Deutsche und Schweizer Pharmariesen beeinflussen in Portugal mit allerhand Prämien, was Ärzte ihren PatientInnen verschreiben. Gerichte entscheiden  ■ Aus Lissabon Theo Pischke

Wenn es um die Verschreibung seiner Medikamente geht, vertraut der Schweizer Pharmakonzern Roche in Portugal nicht nur auf ärztliche Weisheit, sondern hilft auch mit Geld nach. Dies geht jedenfalls aus internen Dokumenten von Roche hervor, aus denen die Zeitung Público diese Woche in Portugal zitiert. Demzufolge haben insgesamt 71 Ärzte von Roche Reisegutscheine, aber auch Wertgegenstände wie Scanner für den Praxiscomputer bekommen.

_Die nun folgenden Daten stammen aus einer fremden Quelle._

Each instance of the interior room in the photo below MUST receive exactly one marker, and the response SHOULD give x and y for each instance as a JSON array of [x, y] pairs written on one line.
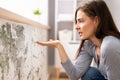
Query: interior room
[[24, 22]]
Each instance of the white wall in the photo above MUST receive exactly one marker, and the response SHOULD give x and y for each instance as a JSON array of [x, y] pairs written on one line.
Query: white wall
[[114, 6], [26, 8]]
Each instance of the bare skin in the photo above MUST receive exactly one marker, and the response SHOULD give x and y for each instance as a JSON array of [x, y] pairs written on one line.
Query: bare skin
[[86, 28]]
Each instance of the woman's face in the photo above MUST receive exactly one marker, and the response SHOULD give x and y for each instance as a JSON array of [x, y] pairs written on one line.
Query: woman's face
[[85, 25]]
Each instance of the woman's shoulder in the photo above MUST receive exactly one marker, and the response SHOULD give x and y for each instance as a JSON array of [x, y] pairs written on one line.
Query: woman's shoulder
[[111, 41]]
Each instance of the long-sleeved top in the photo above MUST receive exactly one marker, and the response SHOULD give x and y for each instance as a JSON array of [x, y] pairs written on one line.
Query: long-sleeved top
[[109, 64]]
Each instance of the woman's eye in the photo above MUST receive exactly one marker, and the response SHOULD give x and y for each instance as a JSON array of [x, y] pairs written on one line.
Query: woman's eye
[[80, 21]]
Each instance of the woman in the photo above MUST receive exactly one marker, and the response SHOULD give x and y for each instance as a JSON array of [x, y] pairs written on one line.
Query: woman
[[100, 40]]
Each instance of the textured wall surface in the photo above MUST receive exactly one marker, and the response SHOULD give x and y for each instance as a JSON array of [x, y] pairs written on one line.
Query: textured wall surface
[[20, 57]]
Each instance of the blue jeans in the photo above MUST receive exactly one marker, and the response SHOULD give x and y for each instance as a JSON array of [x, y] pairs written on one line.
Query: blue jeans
[[93, 74]]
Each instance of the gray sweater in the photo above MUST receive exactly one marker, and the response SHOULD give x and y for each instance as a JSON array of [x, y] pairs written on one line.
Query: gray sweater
[[109, 65]]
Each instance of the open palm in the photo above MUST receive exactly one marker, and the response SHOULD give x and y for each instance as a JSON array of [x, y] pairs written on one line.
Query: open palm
[[53, 43]]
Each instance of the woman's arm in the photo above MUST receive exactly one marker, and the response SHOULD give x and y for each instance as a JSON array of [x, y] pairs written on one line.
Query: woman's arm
[[82, 64]]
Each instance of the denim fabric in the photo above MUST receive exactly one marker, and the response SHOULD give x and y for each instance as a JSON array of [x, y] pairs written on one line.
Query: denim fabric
[[93, 74]]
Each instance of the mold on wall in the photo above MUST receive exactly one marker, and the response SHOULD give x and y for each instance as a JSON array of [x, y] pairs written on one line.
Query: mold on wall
[[20, 57]]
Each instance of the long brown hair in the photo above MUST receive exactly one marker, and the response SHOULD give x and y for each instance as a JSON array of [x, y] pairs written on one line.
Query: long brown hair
[[106, 25]]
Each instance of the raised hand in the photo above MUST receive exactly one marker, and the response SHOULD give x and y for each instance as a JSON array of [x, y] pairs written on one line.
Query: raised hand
[[53, 43]]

Neben Roche – einer Tochter der Hoffmann-La Roche AG – sind in Portugal auch die deutschen Pharmakonzerne Boehringer-Ingelheim und Bayer in Verdacht geraten, Ärzte für das Verschreiben ihrer Medikamente bezahlt zu haben.

So verpflichtete sich der Arzt Fernando M., der im staatlichen Gesundheitszentrum in Pêro Pinheiro in der Nähe Lissabons arbeitet, pro Woche fünf Packungen des Antidepressivums „Aurorix“ von La Roche zu verschreiben – im Gegenzug für einen Gutschein für eine Reise zu einem Ärztekongreß im Wert von 1.000 Mark.

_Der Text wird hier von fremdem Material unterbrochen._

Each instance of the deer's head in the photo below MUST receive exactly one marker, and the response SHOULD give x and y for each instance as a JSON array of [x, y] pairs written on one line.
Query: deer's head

Ein weiterer Bericht eines Roche-Vertreters vom 30. Juni legt fest, daß sich der Arzt Jorge P. aus Corrois verpflichtet, bis Ende dieses Jahres 80 neuen Kranken das Bluthochdruck-Medikament „Inibace“ zu verschreiben. Gegenleistung von Roche: ein Reisegutschein im Wert von 3.000 Mark.

Laut Rapport des Roche-Vertreters sei die Vereinbarung im Rahmen des „Angriffsprogramms auf Triatec“ abgeschlossen worden. „Triatec“ ist das entsprechende Medikament des Konkurrenten Hoechst.

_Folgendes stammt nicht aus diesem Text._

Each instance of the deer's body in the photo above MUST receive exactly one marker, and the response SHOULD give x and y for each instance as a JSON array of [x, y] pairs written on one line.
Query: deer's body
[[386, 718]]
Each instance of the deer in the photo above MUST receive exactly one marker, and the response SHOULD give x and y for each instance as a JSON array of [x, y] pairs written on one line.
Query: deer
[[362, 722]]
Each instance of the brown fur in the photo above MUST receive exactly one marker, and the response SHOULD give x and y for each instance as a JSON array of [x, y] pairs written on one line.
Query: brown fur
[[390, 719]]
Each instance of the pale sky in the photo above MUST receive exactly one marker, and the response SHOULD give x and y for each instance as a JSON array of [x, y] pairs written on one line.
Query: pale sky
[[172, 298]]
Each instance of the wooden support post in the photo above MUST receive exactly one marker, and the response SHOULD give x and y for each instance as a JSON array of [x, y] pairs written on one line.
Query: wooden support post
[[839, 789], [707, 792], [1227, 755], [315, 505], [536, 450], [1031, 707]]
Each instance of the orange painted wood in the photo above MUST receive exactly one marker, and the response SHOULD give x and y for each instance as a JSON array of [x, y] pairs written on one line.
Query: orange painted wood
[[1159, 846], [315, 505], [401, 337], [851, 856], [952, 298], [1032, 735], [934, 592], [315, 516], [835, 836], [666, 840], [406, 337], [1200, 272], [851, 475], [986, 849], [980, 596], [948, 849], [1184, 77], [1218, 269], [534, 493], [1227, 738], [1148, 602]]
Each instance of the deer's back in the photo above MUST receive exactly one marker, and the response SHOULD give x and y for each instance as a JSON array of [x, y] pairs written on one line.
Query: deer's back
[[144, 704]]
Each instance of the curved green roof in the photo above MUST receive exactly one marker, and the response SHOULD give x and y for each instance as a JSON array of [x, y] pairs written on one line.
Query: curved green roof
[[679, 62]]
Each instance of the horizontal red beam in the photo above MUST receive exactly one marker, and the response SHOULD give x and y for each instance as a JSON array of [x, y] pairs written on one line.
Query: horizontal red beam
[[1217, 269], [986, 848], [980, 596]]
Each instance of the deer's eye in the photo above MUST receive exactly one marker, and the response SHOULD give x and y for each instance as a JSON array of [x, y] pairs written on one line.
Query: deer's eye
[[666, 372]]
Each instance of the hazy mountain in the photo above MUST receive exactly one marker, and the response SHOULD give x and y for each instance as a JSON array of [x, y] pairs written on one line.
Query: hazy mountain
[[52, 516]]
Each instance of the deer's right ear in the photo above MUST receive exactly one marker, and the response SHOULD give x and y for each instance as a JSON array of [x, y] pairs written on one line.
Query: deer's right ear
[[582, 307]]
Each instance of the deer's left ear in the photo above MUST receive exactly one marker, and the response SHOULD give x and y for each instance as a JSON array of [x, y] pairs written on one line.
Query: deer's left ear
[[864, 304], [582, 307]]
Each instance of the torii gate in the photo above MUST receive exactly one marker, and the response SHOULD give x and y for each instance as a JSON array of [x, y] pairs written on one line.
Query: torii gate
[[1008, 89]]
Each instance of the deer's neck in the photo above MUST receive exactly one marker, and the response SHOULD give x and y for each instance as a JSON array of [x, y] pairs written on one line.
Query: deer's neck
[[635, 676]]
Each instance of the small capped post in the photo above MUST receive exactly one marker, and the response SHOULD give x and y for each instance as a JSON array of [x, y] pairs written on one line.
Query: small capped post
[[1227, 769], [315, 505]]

Der Roche-Vertreter schreibt in seinem Bericht: „Ich schlug dem Doktor folgendes vor: 80 neue Kranke für Inibace bis Ende des Jahres als Gegenleistung für 3.000 Mark bei einem Reisebüro. Der Doktor bat um 15 Tage Bedenkzeit. Er akzeptierte meinen Vorschlag und zeigte mir nach drei Wochen eine Liste mit Patienten, denen er Inibace verschrieben hatte. Es war eine Liste mit 18 Namen. Da der Doktor bereits mit Unterstützung eines Pharmalabors in die USA reist, schlug er mir vor, die Hälfte des Geldes beim Reisebüro Geotur zu hinterlegen, um damit die Reise seiner Frau zu bezahlen. Der Restbetrag soll dann Anfang Dezember beim Reisebüro Abreu in Almada hinterlegt werden.“

Der Chef der portugiesischen Ärztekammer, Carlos Ribeiro, sagte dazu, die vorliegenden Dokumente „stellen die Ethik einiger Ärzte bei der Ausübung ihres Berufs in Frage“, und kündigte eine Klage an.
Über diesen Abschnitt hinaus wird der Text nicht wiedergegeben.